The Biography of Miss Edna Lewis

Miss Edna Regina Lewis passed away on February 13, 2006, at the age of 89. She was fondly known by many as ‘The First Lady of Southern Cooking.” She was also included in the category of being “One of the Best Cooks in America”.

One of her students, Scott Peacock, who is the executive chef at the Watershed restaurant in Decatur, was dutifully at Miss Lewis’ side when she died peacefully at their Georgia residence. Peacock and Miss Lewis started their long time friendship as teacher and student. Their friendship then became deeper when Peacock becoming his mentor’s caretaker in 1999.

Born in Freetown, Virginia on April 13, 1916, the African-American lived with her parents and grandfather. Before Edna was ten years old, both her father and grandfather passed away. These absences left her mother responsible for raising and providing for her and her seven siblings. Edna was sent to live with extended family in Washington. She then moved onto to New York.

Edna never graduated from high school. She went to work as a seamstress, at a mail center, at a laundry, and at a newspaper.

Miss Edna Lewis learned the art of Southern cooking from her aunt. Together, they spent many hours cooking meals and baking goodies by using a wood stove in Freetown. Edna learned to cook by using fresh ingredients that were available depending on the seasons. And, she took that simple philosophy with her.

In 1948, she used her talent of cooking tasty Southern dishes to start a restaurant with John Nicholson, an antiques dealer. Although Edna had never worked as a professional chef before, she drew on her childhood memories and the wonderful Southern food she had grown up with.

Soon, Edna’s delicious Southern cooking at the Cafe Nicholson drew crowds of hungry writers, artists, and stars of the silver screen to the Cafe Nicholson. Celebrities such as William Faulkner, Tennessee Williams, Greta Garbo, Howard Hughes, Salvador Dali, Marlene Dietrich, Eleanor Roosevelt, Lillian Hellman, Dashiell Hammett, and Truman Capote could be spotted eating Edna’s simple, yet delectable cooking at the restaurant.

Edna, who was now known as a culinary genius, left the Cafe Nicholson in 1954.

Throughout her life, Miss Edna Lewis taught the art of Southern cooking to many students. She also wrote four cookbooks. Her cookbooks were not only filled with recipes, but they also contained personal stories and reflections of her life in Virginia. Her cookbooks, coupled with her Southern cooking successes, earned her the recognition of being named in the “Who’s Who in American Cooking by Cook’s Magazine in 1986. Edna was also awarded a Lifetime Achievement Award by the International Association of Culinary Professionals in 1990. In 1995, Edna won the first James Beard Living Legend Award, and in 1999, she was named “Grande Dame” by Les Dames d’Escoffier. The same year, Edna won the first Lifetime Achievement Award from Southern Foodways Alliance.

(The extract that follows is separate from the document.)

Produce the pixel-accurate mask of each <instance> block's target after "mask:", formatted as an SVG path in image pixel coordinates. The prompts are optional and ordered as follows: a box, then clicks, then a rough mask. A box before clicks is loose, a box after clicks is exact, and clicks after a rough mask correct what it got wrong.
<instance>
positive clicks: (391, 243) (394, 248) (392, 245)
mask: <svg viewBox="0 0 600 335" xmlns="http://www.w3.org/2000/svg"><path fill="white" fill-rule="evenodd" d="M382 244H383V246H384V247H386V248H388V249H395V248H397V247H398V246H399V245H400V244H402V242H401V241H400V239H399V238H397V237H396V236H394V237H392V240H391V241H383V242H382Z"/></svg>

The new millennium brought two more awards and additional recognition for Edna’s talents. She earned the Barbara Tropp President’s Award in 2002 and she was Inducted into the KitchenAid Cookbook Hall of Fame in 2003.

Another accomplishment of Miss Edna Lewis’ is the co-founding of the Society for the Revival and Preservation of Southern Food in the 1990’s.

Edna finally ended her successful career as a professional chef in 1992. She had been a chef
at the Gage & Tollner restaurant in Brooklyn.

Miss Edna Lewis had actually become “Mrs. Steve Kingston” earlier in her adult life. But Kingston passed away in the 1970’s. The couple had no biological children. Edna adopted an adult son, Afeworki Paulos, a doctor who was born in Africa.